Miércoles 20 julio 2016.

                        El autor de “Cien años de soledad” expresó una imaginación sorprendente e inagotable. Supo crear el Macondo y los Buendía de esa novela inmortal. Nosotros aquí escribimos todos los días nuestro propio Macondo, con imaginación inagotable.

                        Aquí nadie es verdadero ni mentiroso. Hemos logrado algo maravilloso: la mentira y la verdad son idénticas. Nadie es honesto ni corrupto. Honestidad y corrupción se funden en el horno de la imaginación de cada uno de nosotros. Nuestros jueces y fiscales son excelentes. Por lo mismo reciben invitaciones para disertar por todo el mundo sobre sus virtudes profesionales extraordinarias.
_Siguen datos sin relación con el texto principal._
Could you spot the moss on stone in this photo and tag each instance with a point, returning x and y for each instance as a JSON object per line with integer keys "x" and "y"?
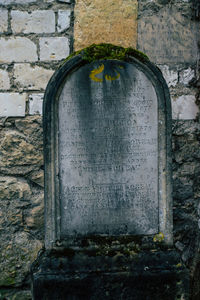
{"x": 108, "y": 51}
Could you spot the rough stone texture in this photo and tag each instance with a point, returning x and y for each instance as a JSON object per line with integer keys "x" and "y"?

Los vecinos mantienen sus límites minados para evitar nuestra invasión  y temen ser empujados hasta ahogarlos en el mar.

                        La felicidad de nuestro Macondo tiene prestigio mundial y nadie quiere abandonarlo pues sobran los buenos empleos y disponemos de profesionales excelentes. Los que nos abandonaron regresan pues nuestra felicidad es envidiable.  Gentes de los cinco continentes hacen largas colas para ingresar en nuestro increíble paraíso laboral.

                        Los Buendía de nuestra vida diaria son mucho mejores en virtudes, en honestidad, en amor al prójimo, sobre todo a los discapacitados, en buenos ejemplos que los originales Buendía de la novela con los cien años de soledad encima. Son impecables. Han hecho de sus vidas un servicio permanente a los necesitados, a los desvalidos, a los más pobres porque esos Buendía locales son tan buenitos que nos permiten gozar de todos los derechos posibles. ¡Somos tan dichosos por vivir en “Nuestro Macondo”!.